The attack of the zombie hard drives

I don’t know what has been going on with the world lately, but being the only computer guy in my close group of friends with an IT support background definitely has it’s down sides.  Since August I have experienced 5 catastrophic hard drive failures.  I wish I could blame them all on one common factor, like bad firmware or something, but I simply cannot.  The drives were of different ages and from a variety of manufacturers and system builders.  Only one of these drives was mine, the rest belonged to friends and family.  Care to take a guess at how many of these drives were backed up?

Zero.

Luckily for me, my drive that failed was in an external enclosure and was only used for backup anyway.  The rest though, were the main system drives from my friend’s primary PCs.  I was able to get most of the data off of one of them, but the other 3 were completely toast.  Based on the look that shows up on people’s faces when I tell them that I can’t restore any of their pictures or home business files from a failed drive, I might as well be a surgeon informing family of an unfortunate surgical outcome for a family member.  It’s absolutely gut-wrenching.  I don’t wish it on anybody.

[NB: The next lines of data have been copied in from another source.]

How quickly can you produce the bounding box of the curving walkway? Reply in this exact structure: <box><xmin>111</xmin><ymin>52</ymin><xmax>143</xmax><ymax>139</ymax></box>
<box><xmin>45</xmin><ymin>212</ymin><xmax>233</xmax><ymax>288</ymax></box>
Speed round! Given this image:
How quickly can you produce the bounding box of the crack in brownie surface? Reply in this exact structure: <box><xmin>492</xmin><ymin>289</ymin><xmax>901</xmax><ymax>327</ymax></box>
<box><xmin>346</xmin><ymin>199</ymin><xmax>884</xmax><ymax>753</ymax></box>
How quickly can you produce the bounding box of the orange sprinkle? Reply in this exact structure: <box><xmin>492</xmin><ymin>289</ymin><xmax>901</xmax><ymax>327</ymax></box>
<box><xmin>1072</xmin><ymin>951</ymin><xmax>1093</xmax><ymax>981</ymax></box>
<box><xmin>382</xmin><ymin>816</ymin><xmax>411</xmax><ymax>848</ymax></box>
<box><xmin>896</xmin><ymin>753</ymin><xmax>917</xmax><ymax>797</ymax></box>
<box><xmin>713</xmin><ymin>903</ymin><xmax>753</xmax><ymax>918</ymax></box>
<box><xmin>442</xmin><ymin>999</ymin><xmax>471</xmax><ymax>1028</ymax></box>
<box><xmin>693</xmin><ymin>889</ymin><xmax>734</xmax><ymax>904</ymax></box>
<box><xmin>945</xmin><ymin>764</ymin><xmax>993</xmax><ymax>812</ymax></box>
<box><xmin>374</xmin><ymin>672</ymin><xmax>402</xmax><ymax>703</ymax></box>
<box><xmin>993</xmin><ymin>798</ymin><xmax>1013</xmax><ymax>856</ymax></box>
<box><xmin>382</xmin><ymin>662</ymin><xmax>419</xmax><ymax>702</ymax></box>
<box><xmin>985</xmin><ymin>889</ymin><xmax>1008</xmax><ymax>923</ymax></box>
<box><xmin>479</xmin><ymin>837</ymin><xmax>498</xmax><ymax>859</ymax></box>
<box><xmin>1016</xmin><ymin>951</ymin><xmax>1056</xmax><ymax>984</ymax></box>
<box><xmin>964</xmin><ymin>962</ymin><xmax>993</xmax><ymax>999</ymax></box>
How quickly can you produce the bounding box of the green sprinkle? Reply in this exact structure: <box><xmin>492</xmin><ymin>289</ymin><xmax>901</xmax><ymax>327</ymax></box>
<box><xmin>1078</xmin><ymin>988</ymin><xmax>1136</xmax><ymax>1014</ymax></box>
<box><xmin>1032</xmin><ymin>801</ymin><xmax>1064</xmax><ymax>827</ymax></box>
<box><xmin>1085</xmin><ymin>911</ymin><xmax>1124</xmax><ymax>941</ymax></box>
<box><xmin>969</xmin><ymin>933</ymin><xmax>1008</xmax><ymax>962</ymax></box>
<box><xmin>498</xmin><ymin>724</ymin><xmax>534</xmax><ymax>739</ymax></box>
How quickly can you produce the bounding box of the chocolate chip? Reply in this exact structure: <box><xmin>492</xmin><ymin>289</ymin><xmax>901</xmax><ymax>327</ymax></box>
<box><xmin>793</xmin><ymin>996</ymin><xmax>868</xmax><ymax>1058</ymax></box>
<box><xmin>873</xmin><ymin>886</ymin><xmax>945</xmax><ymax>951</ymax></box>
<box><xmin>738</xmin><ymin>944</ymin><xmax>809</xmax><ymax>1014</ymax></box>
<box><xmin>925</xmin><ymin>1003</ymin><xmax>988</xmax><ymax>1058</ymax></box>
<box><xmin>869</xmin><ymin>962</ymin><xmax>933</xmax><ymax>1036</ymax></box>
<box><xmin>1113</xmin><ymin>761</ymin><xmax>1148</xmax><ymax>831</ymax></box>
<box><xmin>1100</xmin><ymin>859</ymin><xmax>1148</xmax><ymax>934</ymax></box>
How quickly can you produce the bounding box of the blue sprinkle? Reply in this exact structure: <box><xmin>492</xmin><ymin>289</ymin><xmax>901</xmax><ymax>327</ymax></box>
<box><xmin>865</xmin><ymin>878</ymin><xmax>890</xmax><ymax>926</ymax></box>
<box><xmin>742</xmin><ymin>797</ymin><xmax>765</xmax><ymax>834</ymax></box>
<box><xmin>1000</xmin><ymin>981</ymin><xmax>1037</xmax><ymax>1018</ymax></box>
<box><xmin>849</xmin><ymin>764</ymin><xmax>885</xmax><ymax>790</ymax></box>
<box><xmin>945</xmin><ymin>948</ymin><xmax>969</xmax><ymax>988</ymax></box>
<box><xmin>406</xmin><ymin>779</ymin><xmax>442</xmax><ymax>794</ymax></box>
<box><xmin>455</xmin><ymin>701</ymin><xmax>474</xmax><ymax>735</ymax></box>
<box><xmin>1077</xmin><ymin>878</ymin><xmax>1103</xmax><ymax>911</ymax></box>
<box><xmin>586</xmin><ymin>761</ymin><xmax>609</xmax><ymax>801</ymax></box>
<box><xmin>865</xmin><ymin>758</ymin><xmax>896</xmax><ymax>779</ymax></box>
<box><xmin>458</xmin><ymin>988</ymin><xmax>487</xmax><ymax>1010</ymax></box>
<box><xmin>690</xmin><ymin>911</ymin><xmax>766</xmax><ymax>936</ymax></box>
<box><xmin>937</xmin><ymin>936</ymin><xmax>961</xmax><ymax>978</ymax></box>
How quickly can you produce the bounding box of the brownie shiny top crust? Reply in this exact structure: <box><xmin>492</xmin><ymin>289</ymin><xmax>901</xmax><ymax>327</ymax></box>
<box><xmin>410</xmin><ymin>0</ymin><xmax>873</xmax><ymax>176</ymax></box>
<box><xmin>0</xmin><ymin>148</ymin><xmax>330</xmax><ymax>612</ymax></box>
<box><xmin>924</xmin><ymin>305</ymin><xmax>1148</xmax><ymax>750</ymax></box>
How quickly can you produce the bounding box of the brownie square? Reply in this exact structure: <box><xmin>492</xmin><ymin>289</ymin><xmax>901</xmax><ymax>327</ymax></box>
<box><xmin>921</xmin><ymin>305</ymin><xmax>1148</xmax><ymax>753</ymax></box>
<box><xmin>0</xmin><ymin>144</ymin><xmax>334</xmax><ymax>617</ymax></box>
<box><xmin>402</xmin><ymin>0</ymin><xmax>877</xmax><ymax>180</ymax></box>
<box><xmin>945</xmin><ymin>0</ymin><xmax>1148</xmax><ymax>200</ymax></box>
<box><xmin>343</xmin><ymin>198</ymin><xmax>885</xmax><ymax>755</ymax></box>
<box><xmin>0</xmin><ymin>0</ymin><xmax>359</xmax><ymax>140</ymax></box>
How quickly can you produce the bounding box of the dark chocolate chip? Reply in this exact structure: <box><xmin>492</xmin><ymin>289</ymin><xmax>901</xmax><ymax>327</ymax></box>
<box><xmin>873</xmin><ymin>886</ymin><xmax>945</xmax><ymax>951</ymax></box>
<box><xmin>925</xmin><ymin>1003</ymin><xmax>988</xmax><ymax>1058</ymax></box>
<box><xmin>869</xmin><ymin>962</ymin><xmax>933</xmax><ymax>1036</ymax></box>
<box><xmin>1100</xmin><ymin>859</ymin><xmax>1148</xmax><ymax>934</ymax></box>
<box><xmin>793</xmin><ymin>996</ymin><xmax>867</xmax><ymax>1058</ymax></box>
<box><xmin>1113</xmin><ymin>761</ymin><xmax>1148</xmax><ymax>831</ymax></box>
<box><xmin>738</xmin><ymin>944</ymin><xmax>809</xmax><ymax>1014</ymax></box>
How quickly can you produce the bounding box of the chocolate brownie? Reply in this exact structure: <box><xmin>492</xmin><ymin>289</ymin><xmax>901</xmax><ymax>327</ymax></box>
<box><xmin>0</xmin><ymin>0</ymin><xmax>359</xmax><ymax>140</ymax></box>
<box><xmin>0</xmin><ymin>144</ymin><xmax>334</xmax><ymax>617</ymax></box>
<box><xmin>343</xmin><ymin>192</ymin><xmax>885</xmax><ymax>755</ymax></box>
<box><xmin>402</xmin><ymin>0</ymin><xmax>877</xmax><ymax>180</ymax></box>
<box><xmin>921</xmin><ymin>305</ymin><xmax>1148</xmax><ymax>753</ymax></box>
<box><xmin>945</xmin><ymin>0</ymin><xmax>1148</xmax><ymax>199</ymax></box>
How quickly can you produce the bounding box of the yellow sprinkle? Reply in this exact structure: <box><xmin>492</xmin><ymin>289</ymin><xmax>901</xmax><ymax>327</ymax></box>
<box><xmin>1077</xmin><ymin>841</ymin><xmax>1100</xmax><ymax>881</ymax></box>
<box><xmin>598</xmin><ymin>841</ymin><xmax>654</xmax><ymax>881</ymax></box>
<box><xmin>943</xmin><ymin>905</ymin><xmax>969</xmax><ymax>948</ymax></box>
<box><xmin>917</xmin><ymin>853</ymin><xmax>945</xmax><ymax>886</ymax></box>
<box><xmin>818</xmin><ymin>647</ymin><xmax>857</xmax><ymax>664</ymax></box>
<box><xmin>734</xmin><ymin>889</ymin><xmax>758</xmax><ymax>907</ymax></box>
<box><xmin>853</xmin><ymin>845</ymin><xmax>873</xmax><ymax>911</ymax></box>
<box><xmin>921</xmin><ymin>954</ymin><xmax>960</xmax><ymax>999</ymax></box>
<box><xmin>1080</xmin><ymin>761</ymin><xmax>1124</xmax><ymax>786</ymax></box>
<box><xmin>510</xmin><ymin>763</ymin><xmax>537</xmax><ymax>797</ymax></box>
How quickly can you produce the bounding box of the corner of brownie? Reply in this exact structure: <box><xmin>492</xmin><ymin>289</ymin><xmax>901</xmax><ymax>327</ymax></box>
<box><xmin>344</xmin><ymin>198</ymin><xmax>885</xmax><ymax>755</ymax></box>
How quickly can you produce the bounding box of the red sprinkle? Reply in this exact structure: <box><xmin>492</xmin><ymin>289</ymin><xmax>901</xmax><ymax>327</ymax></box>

I’m a firm believer that if your data does not exist in at least 3 places, it doesn’t exist at all.  Burning DVDs of pictures or copying them to an external hard drive are great, but you need to have a copy OUTSIDE of your home as well.  The method that works for me is that I have an external hard drive that I leave in my desk at work, every other weekend I bring it home and copy my data onto it.  Monday morning I put it back in my desk at the office and I feel much more protected.  Some people like to ‘cloud’ option as well, however with Cogeco having a 60gig per month bandwidth cap, it’ not an option for me (my backup drive is almost 200gigs.)

Really though, I don’t care how you do it, just BACK UP YOUR STUFF!